Beyer betont, der Hessische Verwaltungsgerichtshof habe in vielen Fällen die Berufung zugelassen. Allerdings seien die Verfahren bis zur EuGH-Entscheidung ausgesetzt worden. Während der Klagewelle, so Fischer, seien die Schreiben aus Jena zeitweise „kistenweise in der Poststelle eingegangen“. Und man habe sich „gewundert“, dass nicht zunächst ein Pilotverfahren geführt wurde. Beyer begründet das Vorgehen damit, dass kein Mandant bereit gewesen sei, als Musterkläger zu fungieren. Zudem sei die BaFin trotz eines entsprechenden Vorschlages nicht bereit gewesen, auf „die Einrede der Verjährung“ zu verzichten, was Staatshaftungsansprüche angeht.

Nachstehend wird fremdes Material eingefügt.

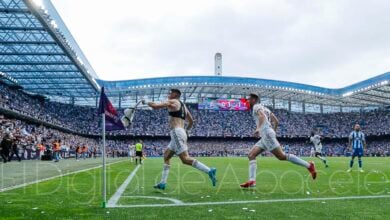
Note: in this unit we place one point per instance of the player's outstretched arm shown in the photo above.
(190, 120)
(262, 117)
(275, 121)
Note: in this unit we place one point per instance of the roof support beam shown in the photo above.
(7, 28)
(37, 63)
(28, 42)
(14, 10)
(31, 53)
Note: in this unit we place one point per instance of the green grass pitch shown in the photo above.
(283, 191)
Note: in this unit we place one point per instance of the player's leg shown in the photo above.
(351, 162)
(186, 159)
(278, 152)
(168, 154)
(360, 160)
(252, 155)
(319, 156)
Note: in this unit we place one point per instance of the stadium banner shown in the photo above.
(224, 104)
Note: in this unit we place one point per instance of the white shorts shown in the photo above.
(178, 142)
(268, 140)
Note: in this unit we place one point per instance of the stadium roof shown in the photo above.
(39, 52)
(371, 92)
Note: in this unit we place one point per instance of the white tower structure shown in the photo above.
(218, 64)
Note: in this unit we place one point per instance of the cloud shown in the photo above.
(326, 43)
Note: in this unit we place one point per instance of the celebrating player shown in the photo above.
(357, 142)
(138, 152)
(178, 114)
(316, 140)
(131, 151)
(266, 125)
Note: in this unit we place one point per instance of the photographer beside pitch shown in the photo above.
(178, 114)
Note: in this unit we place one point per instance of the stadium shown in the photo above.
(53, 147)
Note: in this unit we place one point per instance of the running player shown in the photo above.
(138, 152)
(178, 114)
(131, 151)
(316, 140)
(266, 125)
(357, 142)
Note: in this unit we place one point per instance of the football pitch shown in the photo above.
(283, 191)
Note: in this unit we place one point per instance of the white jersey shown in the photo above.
(316, 140)
(255, 113)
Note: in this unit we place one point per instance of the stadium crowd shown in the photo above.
(208, 123)
(31, 141)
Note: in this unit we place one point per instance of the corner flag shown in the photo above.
(110, 122)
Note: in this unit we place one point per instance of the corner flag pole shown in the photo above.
(104, 160)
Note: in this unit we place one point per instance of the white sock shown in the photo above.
(296, 160)
(164, 176)
(252, 170)
(200, 166)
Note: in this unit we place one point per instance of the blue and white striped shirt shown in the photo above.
(357, 139)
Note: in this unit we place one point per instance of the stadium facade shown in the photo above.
(39, 54)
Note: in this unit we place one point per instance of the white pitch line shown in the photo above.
(114, 198)
(175, 201)
(53, 177)
(254, 201)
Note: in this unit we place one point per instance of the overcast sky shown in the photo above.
(330, 43)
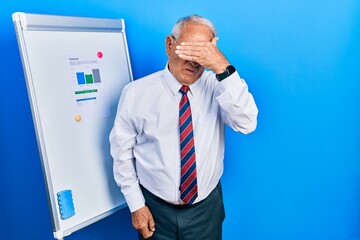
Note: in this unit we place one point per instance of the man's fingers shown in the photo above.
(151, 224)
(214, 40)
(143, 222)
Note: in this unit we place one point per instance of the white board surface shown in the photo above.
(75, 70)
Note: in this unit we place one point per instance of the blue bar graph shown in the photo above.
(80, 77)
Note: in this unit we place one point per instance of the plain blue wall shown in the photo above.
(296, 178)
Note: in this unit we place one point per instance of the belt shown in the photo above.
(156, 198)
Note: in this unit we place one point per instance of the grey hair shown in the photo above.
(181, 23)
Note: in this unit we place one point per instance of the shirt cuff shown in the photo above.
(135, 200)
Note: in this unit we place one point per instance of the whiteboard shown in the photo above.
(75, 70)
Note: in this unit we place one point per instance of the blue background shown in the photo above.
(296, 178)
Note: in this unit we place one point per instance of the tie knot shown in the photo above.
(184, 89)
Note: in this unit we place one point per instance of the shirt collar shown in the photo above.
(175, 86)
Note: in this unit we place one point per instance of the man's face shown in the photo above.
(187, 72)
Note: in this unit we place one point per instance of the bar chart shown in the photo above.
(88, 78)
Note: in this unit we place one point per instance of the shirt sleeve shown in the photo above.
(122, 141)
(237, 106)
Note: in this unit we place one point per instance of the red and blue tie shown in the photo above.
(188, 184)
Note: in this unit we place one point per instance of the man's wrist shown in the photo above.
(230, 69)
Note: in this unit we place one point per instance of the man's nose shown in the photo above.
(194, 64)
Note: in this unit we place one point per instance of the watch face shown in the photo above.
(231, 69)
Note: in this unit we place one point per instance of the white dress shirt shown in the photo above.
(145, 137)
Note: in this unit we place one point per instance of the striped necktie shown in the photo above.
(188, 185)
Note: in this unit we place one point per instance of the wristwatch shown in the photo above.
(228, 71)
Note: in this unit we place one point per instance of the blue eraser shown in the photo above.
(66, 204)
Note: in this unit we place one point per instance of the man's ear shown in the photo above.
(169, 44)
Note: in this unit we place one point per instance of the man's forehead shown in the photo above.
(196, 32)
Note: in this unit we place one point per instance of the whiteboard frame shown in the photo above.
(41, 22)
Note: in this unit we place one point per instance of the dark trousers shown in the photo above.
(201, 221)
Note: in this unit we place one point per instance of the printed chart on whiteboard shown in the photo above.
(85, 72)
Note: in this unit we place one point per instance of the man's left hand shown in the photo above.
(204, 53)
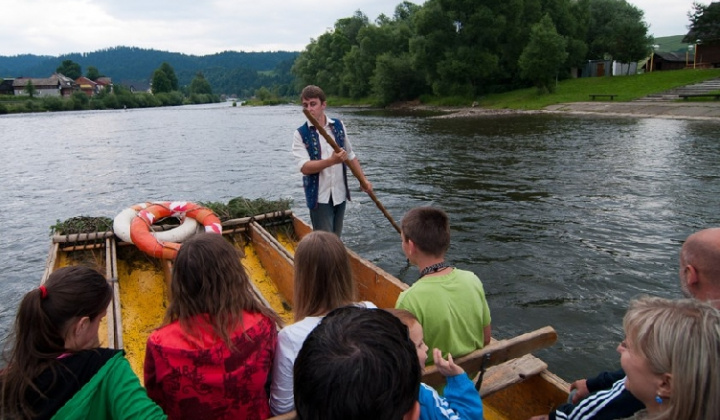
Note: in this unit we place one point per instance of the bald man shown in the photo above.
(700, 266)
(699, 279)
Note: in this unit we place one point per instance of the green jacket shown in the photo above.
(113, 393)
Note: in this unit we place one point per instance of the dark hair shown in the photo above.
(209, 280)
(312, 91)
(357, 363)
(323, 277)
(40, 329)
(429, 229)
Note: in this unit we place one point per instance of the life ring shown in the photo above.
(121, 226)
(140, 227)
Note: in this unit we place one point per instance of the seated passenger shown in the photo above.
(671, 356)
(214, 352)
(358, 364)
(449, 303)
(461, 400)
(56, 367)
(323, 282)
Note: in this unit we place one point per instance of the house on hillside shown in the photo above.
(88, 86)
(104, 83)
(706, 40)
(667, 61)
(707, 56)
(6, 86)
(55, 85)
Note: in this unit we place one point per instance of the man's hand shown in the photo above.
(368, 186)
(338, 157)
(446, 367)
(580, 386)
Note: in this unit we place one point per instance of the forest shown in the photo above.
(470, 47)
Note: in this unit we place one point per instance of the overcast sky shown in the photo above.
(56, 27)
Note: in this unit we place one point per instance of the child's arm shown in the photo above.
(460, 392)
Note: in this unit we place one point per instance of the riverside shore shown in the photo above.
(674, 110)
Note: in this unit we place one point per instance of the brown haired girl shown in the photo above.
(56, 368)
(323, 282)
(212, 356)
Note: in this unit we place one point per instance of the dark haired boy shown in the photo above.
(449, 303)
(357, 364)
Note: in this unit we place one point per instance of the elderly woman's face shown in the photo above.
(641, 381)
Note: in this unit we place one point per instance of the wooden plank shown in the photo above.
(82, 237)
(51, 262)
(499, 352)
(116, 297)
(375, 284)
(509, 373)
(275, 260)
(288, 416)
(110, 318)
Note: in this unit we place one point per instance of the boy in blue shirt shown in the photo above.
(461, 400)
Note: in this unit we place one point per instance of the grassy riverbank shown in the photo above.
(626, 88)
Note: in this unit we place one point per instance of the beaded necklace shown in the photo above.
(433, 268)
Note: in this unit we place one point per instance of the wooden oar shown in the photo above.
(496, 353)
(358, 175)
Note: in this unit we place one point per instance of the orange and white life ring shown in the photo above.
(140, 226)
(121, 226)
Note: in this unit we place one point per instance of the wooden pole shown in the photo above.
(358, 175)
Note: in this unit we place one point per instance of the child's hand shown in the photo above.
(446, 367)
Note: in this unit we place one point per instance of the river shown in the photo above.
(564, 218)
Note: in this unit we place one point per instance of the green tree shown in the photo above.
(200, 85)
(704, 24)
(617, 31)
(30, 88)
(543, 56)
(160, 82)
(70, 69)
(170, 73)
(93, 73)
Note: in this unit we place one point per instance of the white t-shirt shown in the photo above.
(290, 341)
(331, 178)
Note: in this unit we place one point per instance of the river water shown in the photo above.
(564, 218)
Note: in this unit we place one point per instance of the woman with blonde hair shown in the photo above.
(671, 356)
(323, 282)
(213, 355)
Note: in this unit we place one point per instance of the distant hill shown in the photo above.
(671, 44)
(228, 72)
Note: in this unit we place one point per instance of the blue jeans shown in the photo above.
(328, 217)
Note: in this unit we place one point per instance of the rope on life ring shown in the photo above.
(141, 225)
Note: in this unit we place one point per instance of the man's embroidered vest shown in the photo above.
(311, 139)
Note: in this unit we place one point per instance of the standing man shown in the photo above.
(324, 171)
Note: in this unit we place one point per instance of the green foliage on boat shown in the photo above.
(237, 207)
(242, 207)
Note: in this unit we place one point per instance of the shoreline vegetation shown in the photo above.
(626, 88)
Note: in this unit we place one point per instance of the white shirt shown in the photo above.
(290, 341)
(331, 178)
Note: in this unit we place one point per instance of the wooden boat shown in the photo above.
(516, 385)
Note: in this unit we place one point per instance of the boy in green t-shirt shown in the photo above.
(449, 303)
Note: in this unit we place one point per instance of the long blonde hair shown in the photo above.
(682, 338)
(208, 280)
(323, 278)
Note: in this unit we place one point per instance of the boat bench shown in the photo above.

Zweifelhafte Mandantengewinnung per Rundbrief
PWB ist nicht die einzige Kanzlei, die mit umstrittenen Methoden Kritik auslöst. So warnt die Verbraucherzentrale Hessen, dass geschädigte Anleger immer wieder Rundbriefe mit fragwürdigen Empfehlungen erhielten – und somit Gefahr liefen, erneut Geld zu verlieren; diesmal in Form von unnötigen Anwalts- und Gerichtskosten.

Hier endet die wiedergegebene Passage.